My experience with otocinclus in tanks that had severe algae problems is that when you get them from the lfs they are half starved because they have not been in a tank with enough algae for them. In a very short time, you will be amazed at what a few hungry otos can do to clean up algae. When the algae is almost gone, you need to start feeding them by supplementing with algae wafers. Mine in my first 10 gallon cleaned it up pretty well in less than a week. Both of them are still going after a year and still keep the tank's algae under control but I have had to feed them wafers after that first week. Last week the wife was complaining about my betta sorority so I got 2 more for that tank. 3 days later she started joking around about the amazing job my otos were doing. She thought I had been using the magnetic cleaner. Her joke fell flat when she realized that the otos had actually done what she was referring to.


----------



## briggadane (Mar 28, 2008)

*Algae eaters*

I never would have guessed this, had to see the results to believe it.

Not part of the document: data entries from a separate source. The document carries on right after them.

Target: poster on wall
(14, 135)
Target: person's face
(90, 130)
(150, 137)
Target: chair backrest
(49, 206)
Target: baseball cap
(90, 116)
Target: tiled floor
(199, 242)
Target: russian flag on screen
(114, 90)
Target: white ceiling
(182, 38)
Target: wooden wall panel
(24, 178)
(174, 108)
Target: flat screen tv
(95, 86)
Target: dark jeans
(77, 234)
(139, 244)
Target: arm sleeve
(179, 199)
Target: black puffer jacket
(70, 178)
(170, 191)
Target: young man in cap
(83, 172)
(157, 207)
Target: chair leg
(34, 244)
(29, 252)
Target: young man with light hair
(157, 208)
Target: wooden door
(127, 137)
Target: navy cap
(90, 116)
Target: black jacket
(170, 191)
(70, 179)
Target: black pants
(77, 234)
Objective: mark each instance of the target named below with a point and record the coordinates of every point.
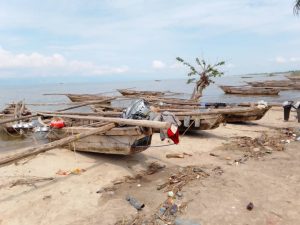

I have a 5 G I had betta spawn in. I moved them into the fry tank today,and put one adult guppy and 2 older fry in the 5G just to keep it cycled and have a qt tank. That was 11AM. The tank had been sitting for over 2 weeks w/o a filter. No fish but for the fry. The tank walls and gravel were a green blanket. I was planning to put an apple snail in the tank when I got around to it....
Well, I was gone most of the day. I fed the fish at 9 pm. Went in to feed the guppies, and had to look twice. The tak is CLEAN. No green film anywhere!

So, I guess Guppies might work too!


----------



## crazy4fish (Dec 31, 2007)

wow your lucky! :shock: i have 4 guppies and none of them eat my algae.


----------